Transferring Shares to New Owners
Oftentimes, disputes among business partners can arise when there are new or removed members from the team resulting in the transferring of shares to new owners.
A shareholders agreement will usually set up restrictions regarding the transfer of shares. These restrictions will vary depending on your specific business model and situation but they can include things like requiring all other shareholders to agree before anyone can sell their share or making it a requirement that all existing shareholders will get first dibs on buying any shares that someone is looking to sell/transfer.
If everyone had free reign on who they were able to transfer shares to, there would be a strong possibility that your company and everyone who works with you would experience some chaos, issues, or long-standing effects.
At the end of the day, it’s a good idea to plan ahead for these possible occurrences as adding or removing a team member can have a huge impact on your company and can often cause unwanted tension, confusion, or negative emotions to arise if things are not handled in a way that was previously agreed upon by all standing members of the team.
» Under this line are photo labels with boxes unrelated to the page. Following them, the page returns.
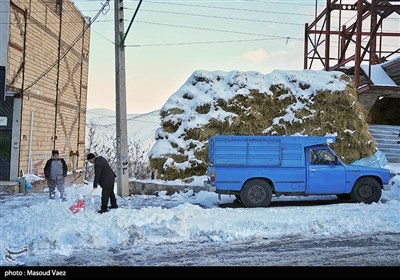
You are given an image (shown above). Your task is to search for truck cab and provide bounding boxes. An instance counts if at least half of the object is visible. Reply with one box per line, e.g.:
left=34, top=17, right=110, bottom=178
left=205, top=135, right=390, bottom=207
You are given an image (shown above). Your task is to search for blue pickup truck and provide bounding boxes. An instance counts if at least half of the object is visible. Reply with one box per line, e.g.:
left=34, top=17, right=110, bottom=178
left=204, top=135, right=391, bottom=207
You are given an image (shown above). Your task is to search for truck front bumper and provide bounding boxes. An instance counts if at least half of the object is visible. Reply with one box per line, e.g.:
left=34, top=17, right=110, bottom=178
left=383, top=181, right=394, bottom=191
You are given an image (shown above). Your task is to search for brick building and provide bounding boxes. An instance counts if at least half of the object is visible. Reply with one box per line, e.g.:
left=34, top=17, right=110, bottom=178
left=0, top=0, right=90, bottom=181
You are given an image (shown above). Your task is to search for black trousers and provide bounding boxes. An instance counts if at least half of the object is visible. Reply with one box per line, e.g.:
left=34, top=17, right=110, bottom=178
left=101, top=188, right=117, bottom=210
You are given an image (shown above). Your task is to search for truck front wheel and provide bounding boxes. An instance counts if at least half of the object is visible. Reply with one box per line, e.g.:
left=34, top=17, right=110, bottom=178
left=350, top=178, right=382, bottom=204
left=240, top=179, right=272, bottom=207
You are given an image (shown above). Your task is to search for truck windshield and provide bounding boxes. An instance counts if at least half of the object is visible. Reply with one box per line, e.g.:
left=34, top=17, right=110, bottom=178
left=310, top=149, right=336, bottom=164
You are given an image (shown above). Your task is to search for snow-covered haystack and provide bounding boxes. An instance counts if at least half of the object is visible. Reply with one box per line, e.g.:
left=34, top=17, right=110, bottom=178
left=150, top=70, right=376, bottom=180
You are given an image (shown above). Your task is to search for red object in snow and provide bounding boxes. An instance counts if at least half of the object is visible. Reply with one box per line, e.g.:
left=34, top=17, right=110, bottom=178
left=69, top=199, right=85, bottom=214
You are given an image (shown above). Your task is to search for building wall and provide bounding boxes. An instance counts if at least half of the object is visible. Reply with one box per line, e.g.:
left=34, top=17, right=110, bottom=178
left=7, top=0, right=90, bottom=178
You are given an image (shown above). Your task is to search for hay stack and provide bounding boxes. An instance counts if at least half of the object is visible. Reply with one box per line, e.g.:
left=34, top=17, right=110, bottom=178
left=150, top=70, right=376, bottom=180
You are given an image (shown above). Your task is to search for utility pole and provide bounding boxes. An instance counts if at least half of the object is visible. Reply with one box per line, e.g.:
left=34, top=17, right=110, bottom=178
left=114, top=0, right=129, bottom=196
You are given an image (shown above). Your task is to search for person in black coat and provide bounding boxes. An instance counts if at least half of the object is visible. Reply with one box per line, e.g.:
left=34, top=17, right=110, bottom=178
left=44, top=150, right=68, bottom=201
left=87, top=153, right=118, bottom=213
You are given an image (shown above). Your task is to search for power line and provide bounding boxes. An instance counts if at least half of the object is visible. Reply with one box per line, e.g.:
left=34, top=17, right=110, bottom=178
left=126, top=37, right=287, bottom=47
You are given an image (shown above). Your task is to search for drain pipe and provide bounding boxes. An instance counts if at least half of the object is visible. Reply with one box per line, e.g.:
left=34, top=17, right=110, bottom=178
left=28, top=111, right=35, bottom=174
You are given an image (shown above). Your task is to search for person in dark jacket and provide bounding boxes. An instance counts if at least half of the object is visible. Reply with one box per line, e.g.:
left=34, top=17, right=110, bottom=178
left=44, top=150, right=68, bottom=201
left=87, top=153, right=118, bottom=213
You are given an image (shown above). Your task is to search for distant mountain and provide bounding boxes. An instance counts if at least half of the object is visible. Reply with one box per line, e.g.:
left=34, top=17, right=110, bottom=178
left=86, top=108, right=161, bottom=151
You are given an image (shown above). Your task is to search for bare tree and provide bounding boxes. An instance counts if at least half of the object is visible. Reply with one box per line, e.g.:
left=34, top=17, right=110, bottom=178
left=85, top=122, right=151, bottom=181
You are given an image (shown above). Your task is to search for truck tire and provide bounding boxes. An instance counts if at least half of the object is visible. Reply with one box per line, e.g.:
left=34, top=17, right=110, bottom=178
left=240, top=179, right=272, bottom=207
left=350, top=178, right=382, bottom=204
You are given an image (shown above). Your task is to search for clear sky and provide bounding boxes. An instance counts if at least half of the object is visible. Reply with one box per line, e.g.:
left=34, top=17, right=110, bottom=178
left=73, top=0, right=325, bottom=113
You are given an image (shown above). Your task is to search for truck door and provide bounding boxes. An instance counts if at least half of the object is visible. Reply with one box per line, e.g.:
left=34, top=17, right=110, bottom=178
left=306, top=146, right=346, bottom=194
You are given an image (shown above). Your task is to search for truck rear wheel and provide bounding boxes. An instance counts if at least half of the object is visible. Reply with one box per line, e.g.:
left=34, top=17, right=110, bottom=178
left=240, top=179, right=272, bottom=207
left=350, top=178, right=382, bottom=204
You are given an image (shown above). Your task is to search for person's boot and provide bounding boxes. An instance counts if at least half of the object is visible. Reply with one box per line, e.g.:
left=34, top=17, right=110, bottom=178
left=97, top=207, right=108, bottom=214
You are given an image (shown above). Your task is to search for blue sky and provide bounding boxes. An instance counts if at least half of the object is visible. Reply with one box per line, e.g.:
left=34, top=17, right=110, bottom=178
left=73, top=0, right=400, bottom=114
left=73, top=0, right=325, bottom=113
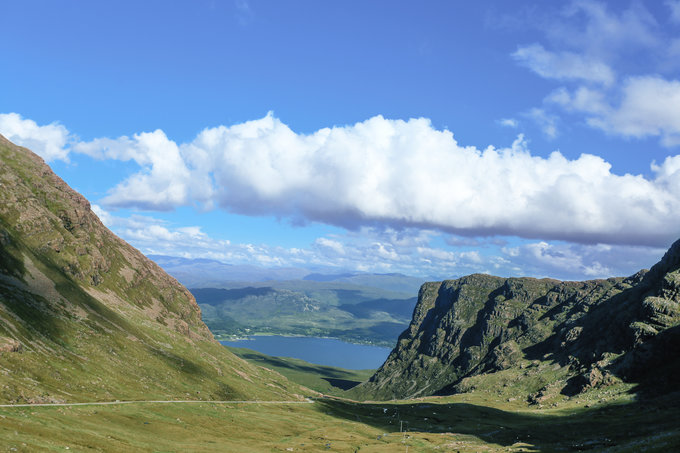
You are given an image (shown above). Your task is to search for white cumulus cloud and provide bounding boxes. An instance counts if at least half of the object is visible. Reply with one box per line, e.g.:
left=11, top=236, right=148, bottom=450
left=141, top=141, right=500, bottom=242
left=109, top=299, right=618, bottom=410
left=0, top=113, right=70, bottom=162
left=512, top=44, right=616, bottom=85
left=77, top=114, right=680, bottom=245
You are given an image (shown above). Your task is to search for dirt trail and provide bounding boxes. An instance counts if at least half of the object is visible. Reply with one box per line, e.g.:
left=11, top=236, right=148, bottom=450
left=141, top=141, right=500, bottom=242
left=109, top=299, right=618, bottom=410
left=0, top=398, right=314, bottom=407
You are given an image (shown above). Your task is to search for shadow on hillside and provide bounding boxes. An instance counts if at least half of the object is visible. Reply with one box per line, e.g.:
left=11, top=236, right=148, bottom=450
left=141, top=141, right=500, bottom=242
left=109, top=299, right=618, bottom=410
left=318, top=393, right=680, bottom=451
left=321, top=378, right=361, bottom=390
left=234, top=352, right=358, bottom=378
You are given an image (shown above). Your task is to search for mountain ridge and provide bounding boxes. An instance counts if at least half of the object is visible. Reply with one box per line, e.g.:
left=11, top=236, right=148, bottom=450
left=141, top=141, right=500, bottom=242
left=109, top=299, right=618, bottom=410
left=0, top=137, right=298, bottom=402
left=353, top=240, right=680, bottom=399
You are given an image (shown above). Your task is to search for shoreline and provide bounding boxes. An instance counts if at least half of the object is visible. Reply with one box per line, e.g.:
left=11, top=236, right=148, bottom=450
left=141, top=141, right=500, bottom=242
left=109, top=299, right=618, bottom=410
left=213, top=332, right=396, bottom=350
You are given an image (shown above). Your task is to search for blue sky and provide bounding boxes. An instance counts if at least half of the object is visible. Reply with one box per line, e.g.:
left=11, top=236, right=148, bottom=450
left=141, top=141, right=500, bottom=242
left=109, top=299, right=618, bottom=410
left=0, top=0, right=680, bottom=279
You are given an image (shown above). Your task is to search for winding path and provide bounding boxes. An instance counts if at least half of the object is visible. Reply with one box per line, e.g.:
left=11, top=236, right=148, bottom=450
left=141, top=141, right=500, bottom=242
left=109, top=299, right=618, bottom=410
left=0, top=398, right=314, bottom=407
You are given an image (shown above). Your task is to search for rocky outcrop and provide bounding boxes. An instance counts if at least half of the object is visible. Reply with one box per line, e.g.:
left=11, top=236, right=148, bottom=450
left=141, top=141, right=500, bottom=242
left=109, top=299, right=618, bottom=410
left=355, top=241, right=680, bottom=399
left=0, top=136, right=212, bottom=339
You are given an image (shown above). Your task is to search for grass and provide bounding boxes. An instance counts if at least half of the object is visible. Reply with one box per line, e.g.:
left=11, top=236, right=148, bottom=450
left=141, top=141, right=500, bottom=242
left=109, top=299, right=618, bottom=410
left=228, top=347, right=375, bottom=396
left=0, top=386, right=680, bottom=452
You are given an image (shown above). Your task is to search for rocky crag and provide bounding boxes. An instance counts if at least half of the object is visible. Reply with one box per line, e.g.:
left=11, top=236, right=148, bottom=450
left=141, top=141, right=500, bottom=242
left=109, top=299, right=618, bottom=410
left=0, top=136, right=302, bottom=402
left=354, top=237, right=680, bottom=404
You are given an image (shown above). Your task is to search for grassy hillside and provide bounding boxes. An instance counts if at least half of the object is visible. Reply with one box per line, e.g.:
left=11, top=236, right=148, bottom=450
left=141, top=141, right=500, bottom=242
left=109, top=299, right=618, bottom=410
left=0, top=389, right=680, bottom=453
left=352, top=241, right=680, bottom=403
left=228, top=347, right=375, bottom=396
left=0, top=137, right=298, bottom=402
left=191, top=280, right=416, bottom=347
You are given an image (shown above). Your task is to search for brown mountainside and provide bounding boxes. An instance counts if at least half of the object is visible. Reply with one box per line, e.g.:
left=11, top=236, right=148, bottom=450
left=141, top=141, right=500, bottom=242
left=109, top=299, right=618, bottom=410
left=0, top=136, right=302, bottom=401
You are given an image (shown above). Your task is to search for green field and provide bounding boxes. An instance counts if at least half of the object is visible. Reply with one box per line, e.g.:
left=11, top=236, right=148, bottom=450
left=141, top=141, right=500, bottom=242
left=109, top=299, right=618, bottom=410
left=227, top=347, right=375, bottom=396
left=0, top=384, right=680, bottom=452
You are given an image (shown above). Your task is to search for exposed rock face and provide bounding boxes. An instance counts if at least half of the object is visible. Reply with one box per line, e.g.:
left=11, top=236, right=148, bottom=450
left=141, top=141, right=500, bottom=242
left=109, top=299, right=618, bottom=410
left=356, top=241, right=680, bottom=399
left=0, top=136, right=300, bottom=402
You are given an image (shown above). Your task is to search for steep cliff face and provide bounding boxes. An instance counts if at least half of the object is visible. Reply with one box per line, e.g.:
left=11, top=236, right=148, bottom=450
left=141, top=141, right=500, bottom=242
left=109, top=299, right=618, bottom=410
left=0, top=136, right=302, bottom=401
left=355, top=241, right=680, bottom=399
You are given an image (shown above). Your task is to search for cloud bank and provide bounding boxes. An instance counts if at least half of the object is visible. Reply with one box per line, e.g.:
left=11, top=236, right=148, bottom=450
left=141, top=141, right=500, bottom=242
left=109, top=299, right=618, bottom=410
left=0, top=112, right=680, bottom=248
left=0, top=113, right=70, bottom=162
left=73, top=114, right=680, bottom=245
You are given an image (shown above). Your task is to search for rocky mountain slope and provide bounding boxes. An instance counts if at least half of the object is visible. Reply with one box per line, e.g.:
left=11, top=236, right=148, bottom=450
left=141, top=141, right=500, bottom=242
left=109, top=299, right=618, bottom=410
left=0, top=136, right=302, bottom=402
left=354, top=241, right=680, bottom=398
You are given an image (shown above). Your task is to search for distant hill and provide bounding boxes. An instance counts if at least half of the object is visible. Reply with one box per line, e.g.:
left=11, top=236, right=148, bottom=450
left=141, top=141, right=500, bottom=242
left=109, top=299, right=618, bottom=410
left=0, top=136, right=297, bottom=403
left=148, top=255, right=425, bottom=294
left=352, top=237, right=680, bottom=404
left=191, top=280, right=416, bottom=346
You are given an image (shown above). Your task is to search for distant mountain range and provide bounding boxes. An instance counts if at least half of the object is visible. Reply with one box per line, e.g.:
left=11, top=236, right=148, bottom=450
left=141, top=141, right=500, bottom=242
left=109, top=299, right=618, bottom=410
left=148, top=255, right=427, bottom=294
left=0, top=136, right=298, bottom=402
left=353, top=240, right=680, bottom=404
When developing a shareholders agreement, it’s also important to include a section regarding “liquidity.” Liquidity can be found in two different forms (event-based and ordinary course).
Event-based liquidity refers to “family law” events, insolvency, disability, termination of employment, death, etc. Whereas ordinary course-based liquidity refers to the shotgun/auction process, rights of first refusal/opportunity, piggyback/tag-along rights, drag-along rights, permitted transfers without consent, etc.
In these cases, it is key to know who is identified as the “buyer” to better understand the taxation of the proceeds in the hands of the “seller.”
Online Templates vs A Lawyer
When deciding how to draw up your shareholder’s agreement, you should find the method that best suits your situation and budget.
If you already have a strong understanding of the inner workings of a shareholders agreement and need a cheaper alternative than working with a lawyer it’s possible that you could find a good online template to work with. When searching for a template, be sure that the source is reliable and from a legitimate provider so that you know you’re going to end up with a solid agreement.
Although having a lawyer draft your agreement will be more expensive than an online template, they are usually the best option if you have never set up a shareholders agreement before. Understanding the legal language within the contract can be challenging for someone who hasn’t gone through the process and having a lawyer draft this and take you through it in plain language is ideal. Your lawyer can also help you decide on the best practices to include in the agreement for each scenario you may face!
In either case, we recommend having a legal professional review the final version of your agreement if your budget allows, ensuring that the interests of all parties are protected.
When deciding on what to include in your shareholder’s agreement, the most important thing is understanding your business and the people that you’ll be working with, in order to create an agreement that best suits your situation. Whether it’s figuring out what will happen in regards to the transferring of shares, or even just how you will go about handling conflicts between team members, a shareholders agreement will give you a deeper understanding of the workings of your business and allow you to make decisions with greater peace of mind.